Practical Life is very important in Montessori education. Care for the person, the environment, and common courtesy are taught in this section of Montessori.  The child learns to care for their own being by learning to dress, groom, and prepare snack. They learn to care for the environment by cleaning, washing clothes, and gardening. They learn common courtesy by walking carefully, carrying objects properly, and using good manners. Practical skills such as pouring, using a spoon, folding, using tools, cutting, and beading are all included in the Practical Life section of Montessori. All Practical Life works help the child practice hand-eye coordination, gross and fine motor skills, and daily functions. In perfecting these skills the child forms self-confidence, concentration, and a sense of order.

 

Sensorial:

The Sensorial curriculum in Montessori education focuses on the exploration and understanding of a child’s environment. Sensorial materials are designed to isolate each sense, so children can work independently to organise and understand their work without the fear of failure. The senses the child will refine by using the sensorial materials during a sensitive period are visual, tactile, auditory, gustatory, olfactory, baric, thermic, and stereognostic. Sensorial works also prepare a child for math, geometry, language, writing, and logical thinking.

 

Language / Literacy:

Every lesson in Language is presented in order from left to right, giving the child an early concept of reading and writing. Expanding their vocabulary will increase their understanding of the world around them. After learning simple language works that teach order, the child will start to learn sounds using the Sandpaper Letters. The child will then start to hear different sounds in words using the object boxes, which help children build on their foundation of vocabulary, and allow them to hear the initial sounds in different words. The child will then learn to identify the ending sounds, and middle sounds in simple CVC (consonant, vowel, consonant) words. The next step in the process of language is learning how to spell and read simple CVC words. When a child can read, grammar is introduced starting with the noun, and moving on to articles, adjectives, verbs, prepositions etc. Language is a process of learning that starts out very simple and concrete, and advances to more abstract thinking.

 

Maths / Numeracy:

Practical Life and Sensorial materials provide a strong foundation for mathematics.  The knowledge gained from both these subjects carries over into the Montessori Math curriculum, where a child is able to discover math with a hands-on approach. Arithmetic, Algebra, and Geometry are all incorporated to edify each other, and allow a child to physically manipulate the material in order to form a concrete understanding of math, and make it easier to understand more abstract concepts.

 

Culture / Knowledge and Understanding of the World:

Biology in the Montessori curriculum includes activities that allow a child to experiment and observe plants and animals. The child will learn what plants and animals need, how they change, and how they are classified. A Montessori environment allows the child to be very hands-on, and encourages the child to be outdoors to explore and make scientific observations.

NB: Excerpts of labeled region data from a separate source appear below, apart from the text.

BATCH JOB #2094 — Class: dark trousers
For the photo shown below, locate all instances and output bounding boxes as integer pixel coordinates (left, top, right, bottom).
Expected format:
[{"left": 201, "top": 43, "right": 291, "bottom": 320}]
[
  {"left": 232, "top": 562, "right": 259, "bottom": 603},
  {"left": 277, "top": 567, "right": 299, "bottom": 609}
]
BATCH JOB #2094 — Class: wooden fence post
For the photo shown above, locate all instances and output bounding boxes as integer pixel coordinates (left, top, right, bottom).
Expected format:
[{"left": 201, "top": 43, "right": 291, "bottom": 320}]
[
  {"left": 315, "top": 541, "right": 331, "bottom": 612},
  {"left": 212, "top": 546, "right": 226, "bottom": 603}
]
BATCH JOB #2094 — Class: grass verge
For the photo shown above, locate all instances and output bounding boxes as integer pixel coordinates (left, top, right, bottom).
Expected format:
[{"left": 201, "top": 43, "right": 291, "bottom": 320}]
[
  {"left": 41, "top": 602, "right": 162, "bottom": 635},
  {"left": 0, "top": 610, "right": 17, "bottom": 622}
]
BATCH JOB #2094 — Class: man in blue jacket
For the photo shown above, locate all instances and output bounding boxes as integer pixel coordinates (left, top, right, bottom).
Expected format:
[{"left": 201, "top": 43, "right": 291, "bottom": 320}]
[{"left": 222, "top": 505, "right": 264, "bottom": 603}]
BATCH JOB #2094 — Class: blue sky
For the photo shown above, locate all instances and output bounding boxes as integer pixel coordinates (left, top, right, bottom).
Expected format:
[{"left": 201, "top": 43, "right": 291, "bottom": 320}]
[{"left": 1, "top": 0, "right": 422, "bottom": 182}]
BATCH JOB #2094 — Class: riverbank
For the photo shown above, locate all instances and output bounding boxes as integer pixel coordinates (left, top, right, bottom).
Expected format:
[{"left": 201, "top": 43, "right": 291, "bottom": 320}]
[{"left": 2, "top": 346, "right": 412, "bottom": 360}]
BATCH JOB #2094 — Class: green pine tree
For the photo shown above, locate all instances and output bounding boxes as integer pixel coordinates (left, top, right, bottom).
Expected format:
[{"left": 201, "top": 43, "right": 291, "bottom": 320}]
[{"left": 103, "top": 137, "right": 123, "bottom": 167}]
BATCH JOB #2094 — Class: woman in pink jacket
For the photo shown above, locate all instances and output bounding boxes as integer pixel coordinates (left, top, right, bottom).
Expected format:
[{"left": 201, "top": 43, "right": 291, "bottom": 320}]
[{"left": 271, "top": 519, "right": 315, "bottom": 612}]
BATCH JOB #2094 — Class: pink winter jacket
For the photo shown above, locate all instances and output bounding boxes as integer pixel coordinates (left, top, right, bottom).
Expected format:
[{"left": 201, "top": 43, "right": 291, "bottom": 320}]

Geography in the Montessori curriculum gives the child an understanding of the world, and the places and cultures not seen everyday by the child. The map of the world gives the child a visual concept of the earth, and how the water and land are divided. The maps allow the child to explore and name the continents, oceans, countries, and states on the earth. The Land and Water Form trays allow the child to pour water into a cavity and see the creation they made, name it and identify it with natural land and water forms. Geography is very abstract, so to have a model available to physically hold and trace, or pour water into makes learning about the world more concrete and fun.